Marymount students are working to challenge, shape, and change the world around them. On Juneteenth, ten Marymount School of New York students and two adult chaperones traveled to the Romero Center Ministries (RCM) in Camden, New Jersey, for an immersive experience of service and transformation. They were joined by three students and one chaperone from Marymount High School Los Angeles. It was an opportunity to learn the differences between justice and charity and reflect on how community service can lead to personal growth and development.
Romero Center Ministries hosts high school and college students from around the country and provides them with unique opportunities to learn about faith, community, and service. Throughout the week, the students experienced different kinds of community service including spending time at a daycare center with adults who have a variety of needs, sorting and packing food donations at the Food Bank of South Jersey, cleaning out and preparing a local church to welcome children for summer camp, volunteering at a nursing home, and preparing meals for the Metropolitan Area Neighborhood Nutrition Alliance (MANNA) in Philadelphia. Each of these experiences introduced the students to individuals who were willing to share their stories and help them gain a deeper insight into the systemic injustices that residents of Camden regularly face.

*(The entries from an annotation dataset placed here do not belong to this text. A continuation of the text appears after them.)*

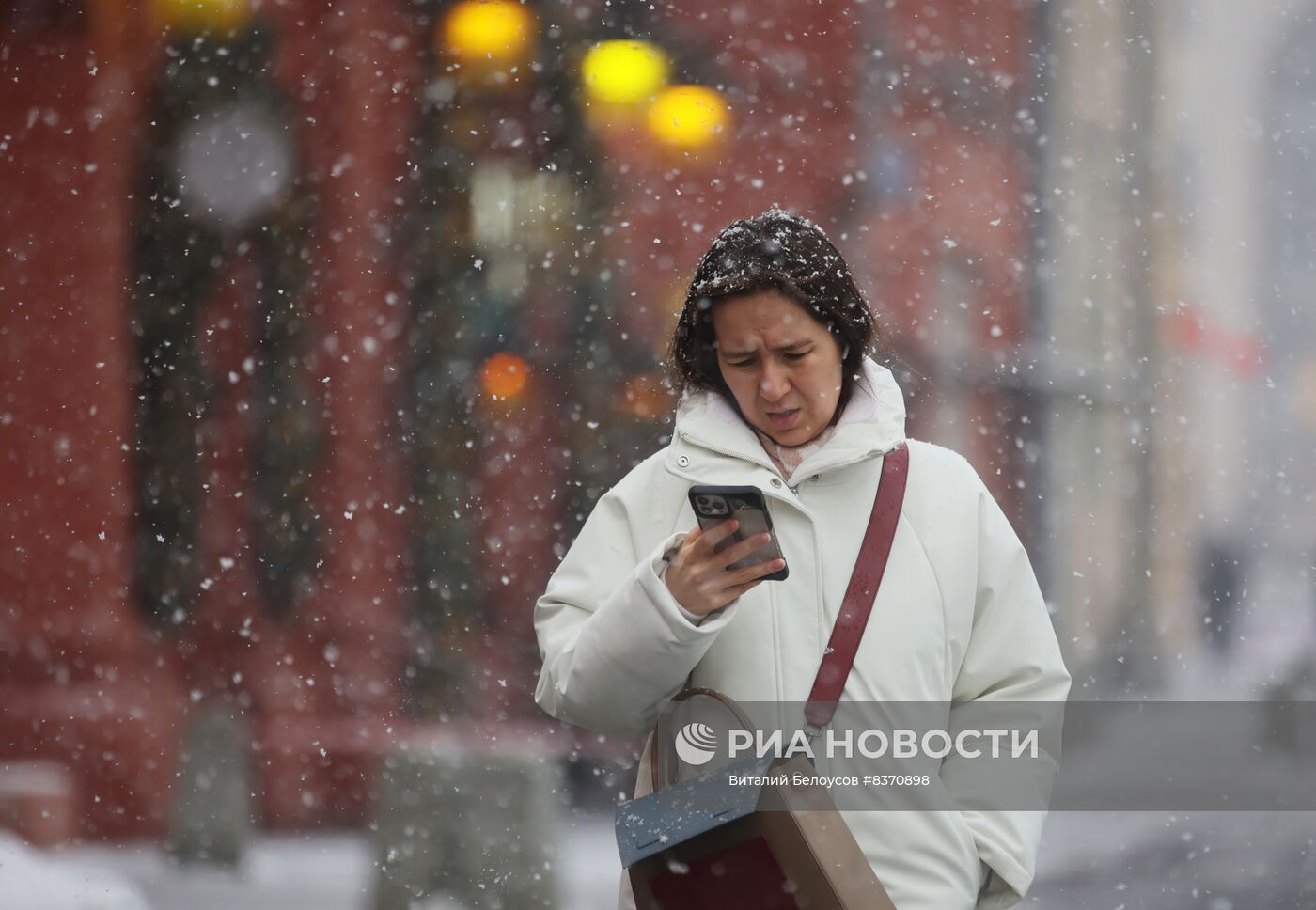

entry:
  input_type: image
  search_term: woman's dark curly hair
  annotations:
[667,206,881,420]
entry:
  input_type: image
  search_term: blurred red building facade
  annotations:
[0,0,1039,837]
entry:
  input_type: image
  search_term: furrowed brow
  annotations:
[723,338,813,357]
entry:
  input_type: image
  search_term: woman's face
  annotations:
[713,291,842,445]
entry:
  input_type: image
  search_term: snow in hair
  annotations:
[691,203,841,296]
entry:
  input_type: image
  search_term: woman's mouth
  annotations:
[767,408,800,430]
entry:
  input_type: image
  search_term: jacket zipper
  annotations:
[668,431,899,502]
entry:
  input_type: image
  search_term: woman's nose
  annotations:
[758,364,790,401]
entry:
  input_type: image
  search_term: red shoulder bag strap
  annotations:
[804,443,909,735]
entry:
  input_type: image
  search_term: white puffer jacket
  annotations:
[534,359,1070,910]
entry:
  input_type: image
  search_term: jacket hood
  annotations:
[674,357,905,484]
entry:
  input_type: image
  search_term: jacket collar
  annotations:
[674,357,905,484]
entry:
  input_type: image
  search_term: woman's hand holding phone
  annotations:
[664,519,786,617]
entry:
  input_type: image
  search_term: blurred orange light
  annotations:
[618,374,671,417]
[152,0,251,34]
[440,0,534,70]
[649,86,730,150]
[480,351,530,399]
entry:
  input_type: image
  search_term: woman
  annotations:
[534,207,1070,910]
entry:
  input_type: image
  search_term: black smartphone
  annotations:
[690,483,791,581]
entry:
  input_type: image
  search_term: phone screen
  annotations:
[690,486,786,578]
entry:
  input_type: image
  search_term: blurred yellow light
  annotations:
[152,0,251,33]
[616,374,672,417]
[440,0,534,69]
[580,40,667,105]
[480,351,530,398]
[649,86,730,149]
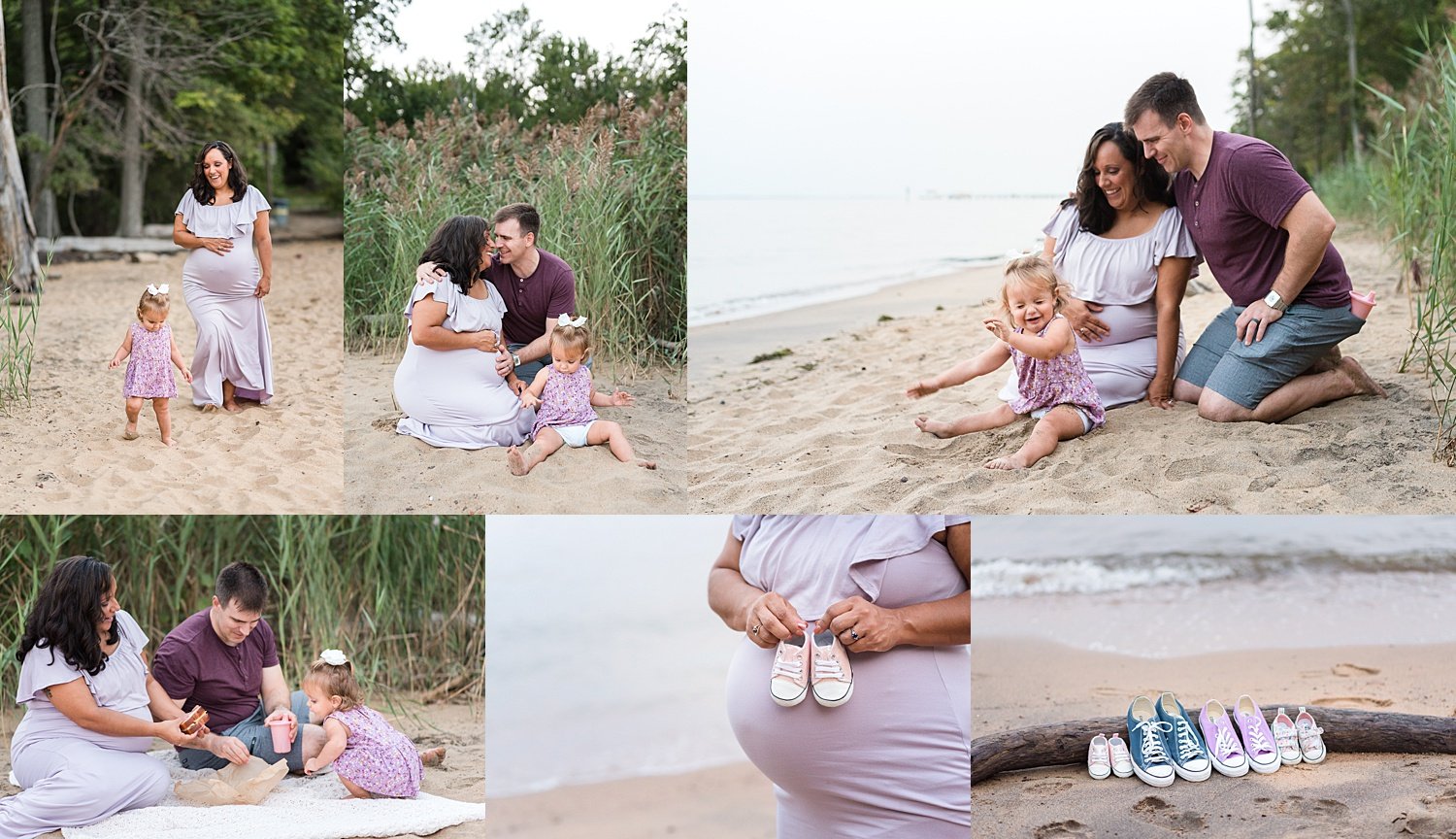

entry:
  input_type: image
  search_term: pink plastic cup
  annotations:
[1350,288,1374,320]
[268,720,293,755]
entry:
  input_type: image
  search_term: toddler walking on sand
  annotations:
[906,256,1104,469]
[107,285,192,446]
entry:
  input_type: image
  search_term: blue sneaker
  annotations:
[1158,693,1213,781]
[1127,696,1175,787]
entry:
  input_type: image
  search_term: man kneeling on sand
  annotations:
[1124,73,1385,422]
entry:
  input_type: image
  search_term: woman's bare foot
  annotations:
[986,452,1031,472]
[1336,355,1389,399]
[506,446,532,475]
[419,746,446,766]
[914,417,955,440]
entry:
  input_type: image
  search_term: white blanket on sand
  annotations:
[61,751,485,839]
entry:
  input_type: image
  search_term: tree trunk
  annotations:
[20,0,60,238]
[0,0,41,291]
[116,26,146,236]
[972,702,1456,784]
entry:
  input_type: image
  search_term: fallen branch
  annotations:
[972,702,1456,784]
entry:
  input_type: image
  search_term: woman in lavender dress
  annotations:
[0,556,207,839]
[395,216,536,449]
[172,140,273,411]
[708,516,972,839]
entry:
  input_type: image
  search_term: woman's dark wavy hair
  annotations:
[419,216,491,294]
[1062,122,1174,236]
[15,556,121,676]
[191,140,248,204]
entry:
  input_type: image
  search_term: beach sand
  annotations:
[0,701,485,839]
[344,354,687,513]
[0,241,344,515]
[972,632,1456,839]
[485,763,775,839]
[689,232,1456,515]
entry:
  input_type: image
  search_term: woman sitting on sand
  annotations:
[172,140,273,411]
[708,516,972,839]
[0,556,207,839]
[1002,122,1197,408]
[395,216,536,449]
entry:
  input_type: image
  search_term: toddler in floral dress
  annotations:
[906,256,1106,469]
[108,285,192,446]
[506,315,657,475]
[303,650,446,798]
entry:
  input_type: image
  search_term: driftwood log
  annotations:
[972,702,1456,784]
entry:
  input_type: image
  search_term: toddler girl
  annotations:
[303,650,446,798]
[107,285,192,446]
[906,256,1104,469]
[506,315,657,475]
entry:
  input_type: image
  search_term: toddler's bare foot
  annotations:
[506,446,530,475]
[1337,355,1389,399]
[419,746,446,766]
[986,452,1031,471]
[914,417,955,440]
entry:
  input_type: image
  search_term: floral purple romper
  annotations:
[329,705,425,798]
[532,367,597,449]
[121,322,178,399]
[1008,315,1107,434]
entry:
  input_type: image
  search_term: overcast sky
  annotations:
[689,0,1272,197]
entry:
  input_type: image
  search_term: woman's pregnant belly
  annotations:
[395,341,520,425]
[182,239,262,297]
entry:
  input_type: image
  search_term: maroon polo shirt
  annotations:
[485,248,577,344]
[1174,131,1350,309]
[151,609,279,731]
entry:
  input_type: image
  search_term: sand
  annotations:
[0,241,344,515]
[689,232,1456,515]
[344,354,687,515]
[485,763,775,839]
[972,637,1456,839]
[0,699,485,839]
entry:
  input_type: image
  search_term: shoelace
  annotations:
[1174,717,1203,762]
[1129,717,1174,763]
[1213,722,1243,760]
[1240,714,1274,754]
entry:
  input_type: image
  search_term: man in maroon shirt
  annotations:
[415,204,579,385]
[151,562,325,772]
[1124,73,1385,422]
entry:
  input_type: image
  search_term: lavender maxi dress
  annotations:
[177,186,273,405]
[728,516,972,839]
[395,279,536,449]
[0,612,172,839]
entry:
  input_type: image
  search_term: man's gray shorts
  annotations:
[1178,303,1365,411]
[178,690,309,772]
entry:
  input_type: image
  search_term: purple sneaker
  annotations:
[1199,699,1249,778]
[1234,693,1280,775]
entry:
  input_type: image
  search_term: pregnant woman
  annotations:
[708,516,972,839]
[395,216,536,449]
[0,556,206,839]
[1002,122,1197,408]
[172,140,273,411]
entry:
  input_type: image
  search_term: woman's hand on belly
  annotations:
[1062,297,1112,341]
[745,591,809,650]
[814,596,905,653]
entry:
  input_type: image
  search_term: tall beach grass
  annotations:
[0,516,485,717]
[344,87,687,366]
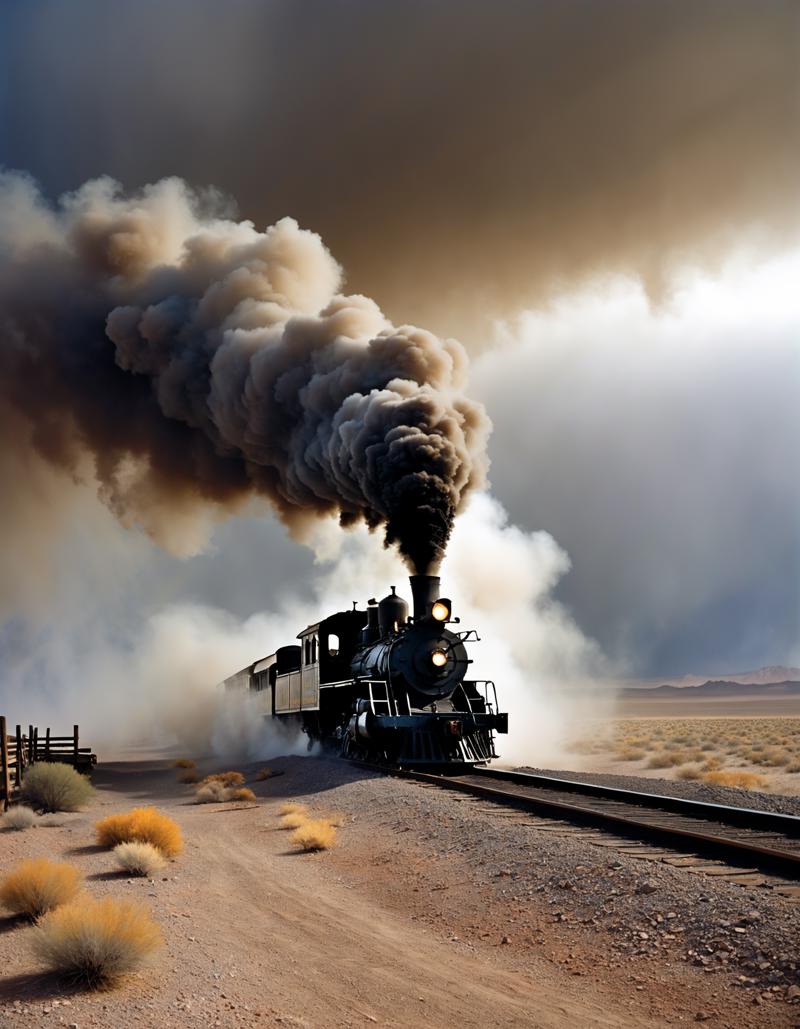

Following their service work at various sites, the students returned to the Romero Center to participate in reflection activities with students from other high schools. These activities provided an opportunity to thoughtfully consider their community engagement and the moments that had the greatest impact for them and held the greatest challenges.
They were invited to engage in a daily examen exercise and think about how they could have a significant impact on their own communities back home. Those from RSHM schools had a chance to reflect and pray with one another while discussing their shared mission and history. They discussed the influence of Mother Butler at both schools and noted her impressive legacy of service and commitment to those on the margins.
In addition to serving the community in Camden, students also had the opportunity to learn about different principles of Catholic Social Teaching (CST). The days were organized around CST themes like the Life and Dignity of the Human Person, the Preferential Option for the Poor and Vulnerable, and Rights and Responsibilities. Their service helped them reflect on these themes and think about how they could integrate these principles into their lives in practical and tangible ways. The program at RCM emphasized living in solidarity with the residents of Camden. For example, each person participated in a “food challenge” where everyone bought their food for the day at a local grocery store with only $4 to spend. They then prepared breakfast, lunch, and dinner for the day on this meager budget and learned about the limited options for those who live on government assistance. Everyone also had the opportunity to attend daily Mass alongside members of the parish where RCM is housed, St. Joseph Pro-Cathedral in Camden.
RCM is named in honor of St. Oscar Romero, the Archbishop of San Salvador who was assassinated in 1980 and canonized in 2018. The spirit of St. Oscar Romero plays a significant role at RCM because Romero, like Mother Butler and Pere Gailhac, was a strong supporter of those on the margins, and he actively spoke out against injustices that were being perpetrated against poor, migrant workers.
Serving in the spirit of St. Oscar Romero, Pere Gailhac, and Mother Butler at RCM provided each participant with a time of true encounter and transformation. They will continue seeking new ways to serve those in their communities and take the lessons they learned at RCM to challenge, shape, and change the world in new and different ways.